Richelle Carey: You've just recently returned from Iraq. The Yazidis have appealed to the International Criminal Court [ICC]. They wanted the ICC to do something about the genocide that they say that is happening to them because of ISIL [the Islamic State in Iraq and the Levant]. What can the ICC do? Luis Moreno-Ocampo: If you are a victim of this type of crime [and] you are in Iraq, where [do] you go? Iraq cannot do it. So who else will protect you? So people keep moving, asking [the] ICC to intervene. The problem was, Iraq is not a state party, so the territory's not under the jurisdiction of International Criminal Court.
What they had to prove to open a case at the ICC is that members of [ISIL] are nationals from third parties.
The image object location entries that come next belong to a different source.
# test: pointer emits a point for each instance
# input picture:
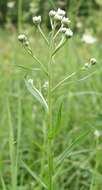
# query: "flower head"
(97, 133)
(30, 81)
(93, 61)
(89, 39)
(63, 29)
(22, 38)
(65, 21)
(58, 17)
(52, 13)
(61, 12)
(36, 20)
(69, 33)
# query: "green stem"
(43, 35)
(19, 15)
(93, 182)
(50, 142)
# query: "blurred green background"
(82, 96)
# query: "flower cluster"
(36, 20)
(60, 18)
(92, 61)
(23, 39)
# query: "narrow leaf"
(57, 127)
(37, 94)
(68, 150)
(35, 176)
(3, 183)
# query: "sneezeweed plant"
(59, 35)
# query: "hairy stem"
(50, 142)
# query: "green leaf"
(35, 176)
(57, 127)
(3, 183)
(37, 94)
(68, 150)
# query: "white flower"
(36, 20)
(61, 12)
(89, 39)
(63, 29)
(65, 20)
(30, 81)
(52, 13)
(11, 4)
(58, 17)
(93, 61)
(22, 38)
(97, 133)
(69, 33)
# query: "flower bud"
(30, 81)
(69, 33)
(97, 133)
(61, 12)
(22, 38)
(26, 43)
(52, 13)
(86, 65)
(57, 17)
(63, 29)
(93, 61)
(65, 21)
(36, 20)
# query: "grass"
(23, 118)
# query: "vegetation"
(77, 149)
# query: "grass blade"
(36, 177)
(11, 149)
(67, 151)
(37, 94)
(3, 183)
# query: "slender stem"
(50, 142)
(43, 35)
(19, 15)
(36, 59)
(93, 182)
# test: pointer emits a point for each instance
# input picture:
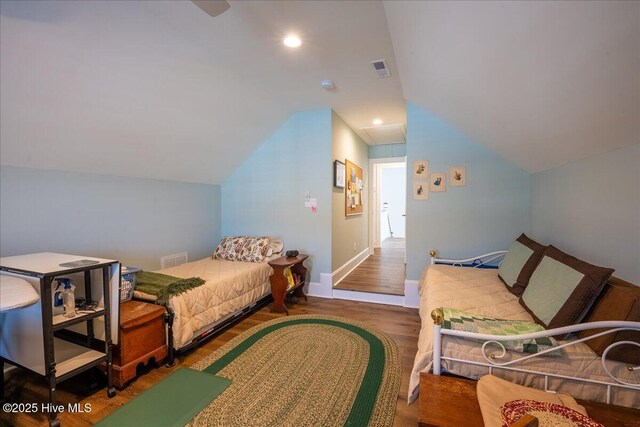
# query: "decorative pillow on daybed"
(242, 248)
(458, 320)
(562, 289)
(519, 263)
(619, 301)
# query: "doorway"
(383, 272)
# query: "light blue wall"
(591, 209)
(387, 150)
(265, 195)
(486, 215)
(135, 221)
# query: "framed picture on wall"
(457, 176)
(421, 169)
(420, 190)
(338, 174)
(353, 200)
(437, 183)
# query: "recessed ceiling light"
(292, 41)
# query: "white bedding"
(230, 286)
(481, 291)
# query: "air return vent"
(387, 134)
(382, 70)
(173, 260)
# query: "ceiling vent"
(386, 134)
(382, 70)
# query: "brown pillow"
(515, 260)
(562, 288)
(619, 300)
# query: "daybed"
(232, 288)
(479, 290)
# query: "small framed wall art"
(353, 201)
(338, 174)
(420, 190)
(457, 176)
(421, 169)
(437, 182)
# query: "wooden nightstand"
(280, 285)
(142, 338)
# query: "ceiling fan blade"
(212, 7)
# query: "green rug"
(305, 371)
(174, 401)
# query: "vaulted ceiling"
(162, 90)
(542, 83)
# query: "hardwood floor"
(402, 324)
(381, 273)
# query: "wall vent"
(382, 70)
(174, 260)
(385, 134)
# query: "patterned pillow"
(242, 248)
(254, 249)
(229, 248)
(458, 320)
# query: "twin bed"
(579, 371)
(232, 288)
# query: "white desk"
(27, 335)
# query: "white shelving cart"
(39, 338)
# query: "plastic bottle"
(69, 300)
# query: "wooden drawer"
(142, 338)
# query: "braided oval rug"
(305, 371)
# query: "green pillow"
(562, 288)
(459, 320)
(519, 264)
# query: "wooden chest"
(142, 338)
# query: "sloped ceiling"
(541, 83)
(162, 90)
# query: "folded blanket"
(164, 286)
(464, 321)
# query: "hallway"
(382, 273)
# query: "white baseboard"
(368, 297)
(348, 267)
(411, 294)
(324, 289)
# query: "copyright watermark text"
(45, 407)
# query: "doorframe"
(374, 197)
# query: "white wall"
(133, 220)
(591, 209)
(393, 191)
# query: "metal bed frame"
(493, 359)
(216, 327)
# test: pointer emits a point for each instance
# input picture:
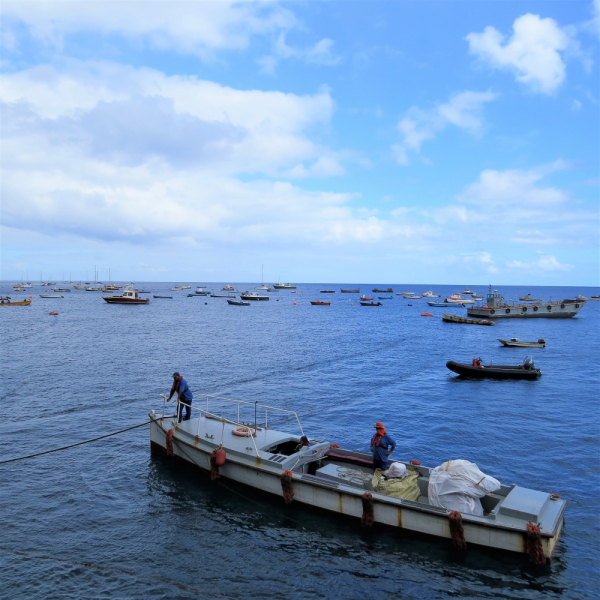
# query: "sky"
(321, 141)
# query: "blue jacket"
(182, 387)
(386, 444)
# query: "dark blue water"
(106, 520)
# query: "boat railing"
(238, 404)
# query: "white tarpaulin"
(458, 485)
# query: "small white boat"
(300, 470)
(252, 296)
(515, 343)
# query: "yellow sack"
(406, 488)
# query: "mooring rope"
(3, 462)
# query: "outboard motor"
(528, 363)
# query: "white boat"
(252, 296)
(322, 475)
(516, 343)
(457, 299)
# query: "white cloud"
(319, 54)
(533, 52)
(514, 188)
(462, 110)
(198, 28)
(545, 263)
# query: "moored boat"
(497, 308)
(300, 470)
(458, 319)
(516, 343)
(252, 296)
(130, 296)
(476, 370)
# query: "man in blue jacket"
(184, 397)
(382, 445)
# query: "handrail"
(226, 420)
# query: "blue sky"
(408, 142)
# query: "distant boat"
(252, 296)
(525, 371)
(238, 303)
(515, 343)
(130, 296)
(456, 319)
(528, 298)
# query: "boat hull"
(544, 310)
(472, 372)
(316, 492)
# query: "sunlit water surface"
(107, 520)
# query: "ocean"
(108, 520)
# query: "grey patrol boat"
(496, 307)
(338, 480)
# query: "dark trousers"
(187, 405)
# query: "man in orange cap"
(382, 445)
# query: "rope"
(3, 462)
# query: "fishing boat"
(130, 296)
(237, 441)
(444, 304)
(252, 296)
(526, 370)
(515, 343)
(496, 307)
(457, 319)
(8, 302)
(528, 298)
(284, 286)
(458, 299)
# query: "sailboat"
(262, 286)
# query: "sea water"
(107, 520)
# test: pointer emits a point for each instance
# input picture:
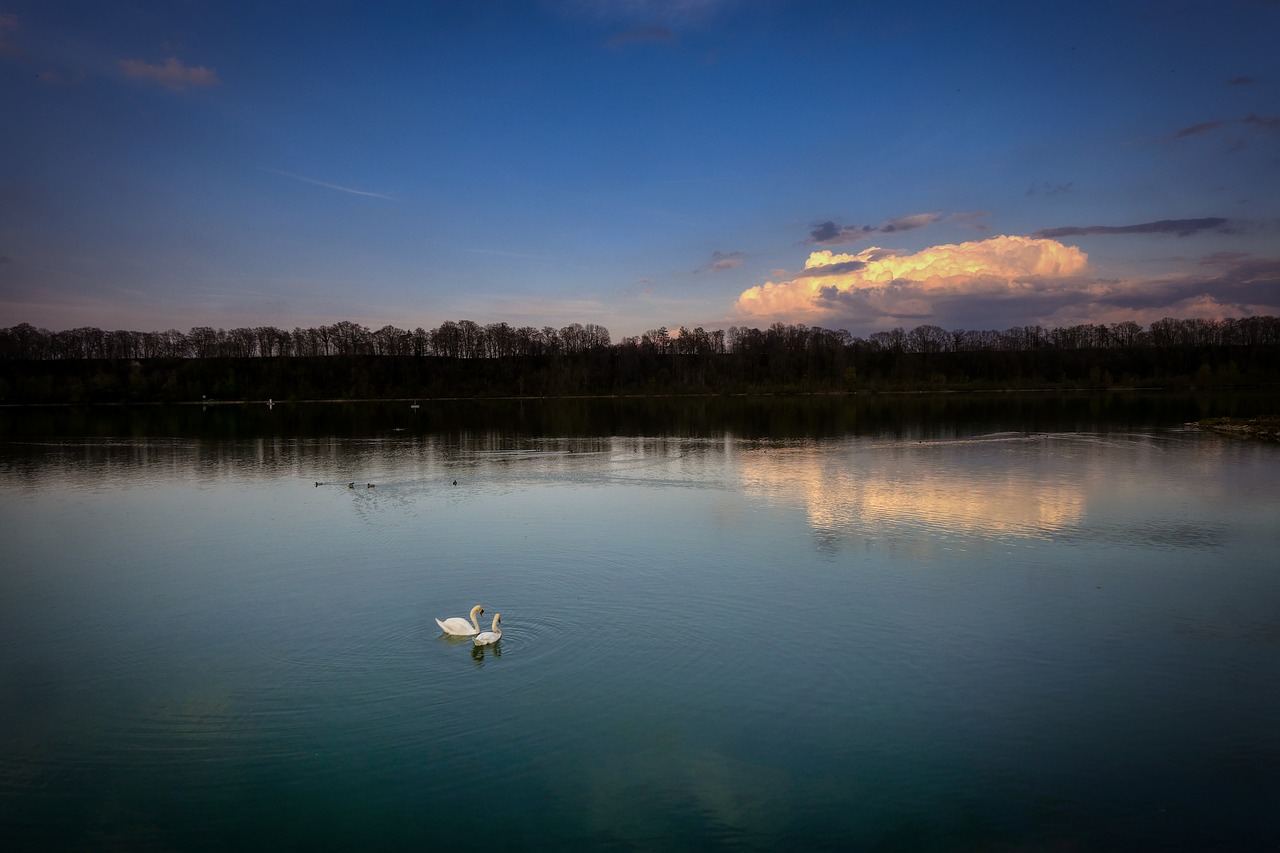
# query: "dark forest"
(465, 359)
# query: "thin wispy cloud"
(830, 233)
(1253, 121)
(1179, 227)
(502, 252)
(722, 261)
(332, 186)
(172, 73)
(1050, 188)
(667, 12)
(641, 36)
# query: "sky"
(638, 163)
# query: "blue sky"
(638, 163)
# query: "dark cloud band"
(1180, 227)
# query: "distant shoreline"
(1237, 424)
(1261, 428)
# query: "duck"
(458, 626)
(492, 635)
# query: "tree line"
(469, 340)
(465, 359)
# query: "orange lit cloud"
(172, 73)
(885, 284)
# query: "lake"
(904, 624)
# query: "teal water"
(917, 634)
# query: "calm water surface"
(895, 638)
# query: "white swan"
(490, 635)
(458, 626)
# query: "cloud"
(1002, 282)
(878, 284)
(330, 186)
(675, 13)
(1253, 121)
(1050, 188)
(1180, 227)
(641, 36)
(722, 261)
(828, 233)
(172, 73)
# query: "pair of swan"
(458, 626)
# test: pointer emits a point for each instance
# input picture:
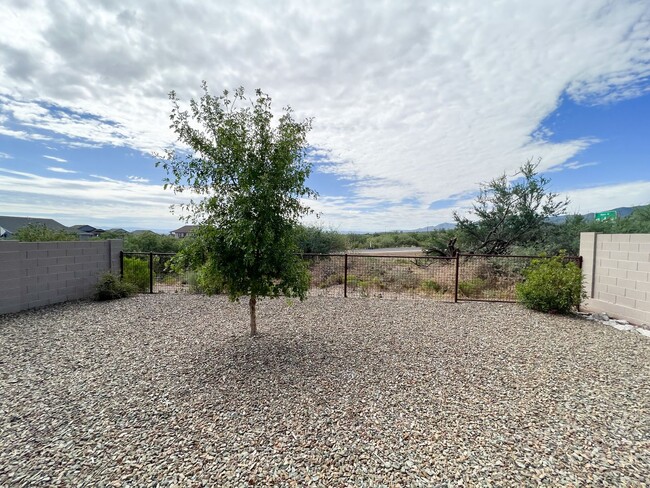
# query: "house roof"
(185, 229)
(12, 224)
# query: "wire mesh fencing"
(152, 273)
(460, 278)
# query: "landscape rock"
(169, 390)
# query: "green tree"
(250, 175)
(40, 233)
(508, 213)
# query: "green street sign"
(606, 215)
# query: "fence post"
(456, 280)
(150, 272)
(345, 276)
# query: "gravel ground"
(169, 390)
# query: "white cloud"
(54, 158)
(572, 165)
(414, 101)
(605, 197)
(105, 201)
(138, 179)
(56, 169)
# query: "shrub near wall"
(551, 285)
(136, 273)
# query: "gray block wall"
(616, 268)
(34, 274)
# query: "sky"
(415, 103)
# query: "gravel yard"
(169, 389)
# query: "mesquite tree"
(509, 213)
(247, 176)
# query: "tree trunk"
(251, 304)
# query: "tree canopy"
(508, 213)
(247, 178)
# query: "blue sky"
(414, 103)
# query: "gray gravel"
(169, 390)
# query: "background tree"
(313, 239)
(509, 213)
(40, 233)
(250, 175)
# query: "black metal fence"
(463, 277)
(150, 272)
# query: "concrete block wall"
(616, 268)
(34, 274)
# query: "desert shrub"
(110, 287)
(136, 272)
(208, 280)
(551, 285)
(473, 287)
(433, 286)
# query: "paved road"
(389, 250)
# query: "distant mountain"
(622, 212)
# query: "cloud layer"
(414, 103)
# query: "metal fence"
(460, 278)
(150, 272)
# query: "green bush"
(473, 287)
(206, 280)
(136, 272)
(434, 287)
(551, 285)
(110, 287)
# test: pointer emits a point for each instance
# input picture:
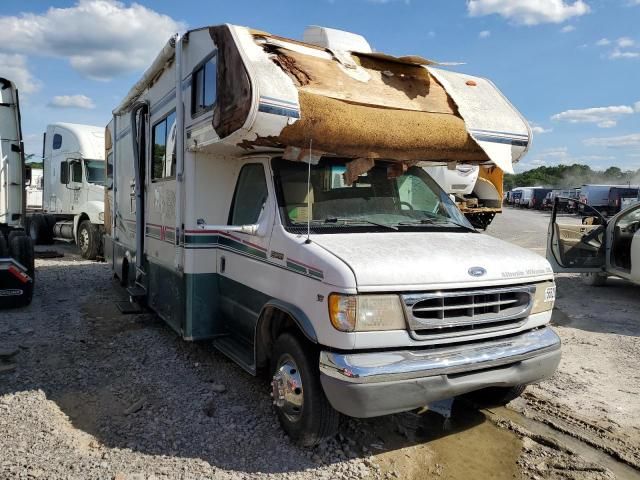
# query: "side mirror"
(64, 173)
(27, 175)
(592, 221)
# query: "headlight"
(544, 297)
(362, 313)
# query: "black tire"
(317, 419)
(15, 233)
(39, 230)
(594, 279)
(495, 396)
(21, 249)
(88, 240)
(4, 248)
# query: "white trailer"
(17, 270)
(73, 188)
(34, 190)
(477, 190)
(268, 195)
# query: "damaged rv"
(269, 194)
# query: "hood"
(426, 260)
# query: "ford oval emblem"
(476, 271)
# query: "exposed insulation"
(391, 84)
(367, 131)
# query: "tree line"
(565, 176)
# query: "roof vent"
(336, 39)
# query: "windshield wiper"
(359, 220)
(429, 221)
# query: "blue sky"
(572, 67)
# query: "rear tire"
(594, 279)
(39, 230)
(309, 418)
(495, 396)
(4, 249)
(21, 249)
(88, 240)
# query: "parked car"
(537, 197)
(617, 195)
(599, 247)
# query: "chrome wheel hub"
(287, 389)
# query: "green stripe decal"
(212, 241)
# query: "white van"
(291, 222)
(73, 188)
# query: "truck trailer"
(73, 188)
(268, 195)
(17, 269)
They collect[ed] information showing that they're 2,000 Tunisians, 1,500 Jordanians and more than 2,000 Europeans leading ISIL. The Yazidis, NGOs and the government went to The Hague, and they present[ed] communication to the prosecutor asking her to start to work in the genocide case.
And do you think the Yazidis will get some sort of justice?
Yes, I think that's a big first step. Iraq does not like to be a member ICC because there are still many conflict[s] there and they're afraid. But Baghdad can decide [to] just accept jurisdiction for the Sinjar Mountains, just since August 2014, just the area where the genocide was committed. That will allow ICC to intervene by [a] different way.
Sometimes, is it just a matter of there being the political will to do it?
Totally. Not just sometime, sometimes.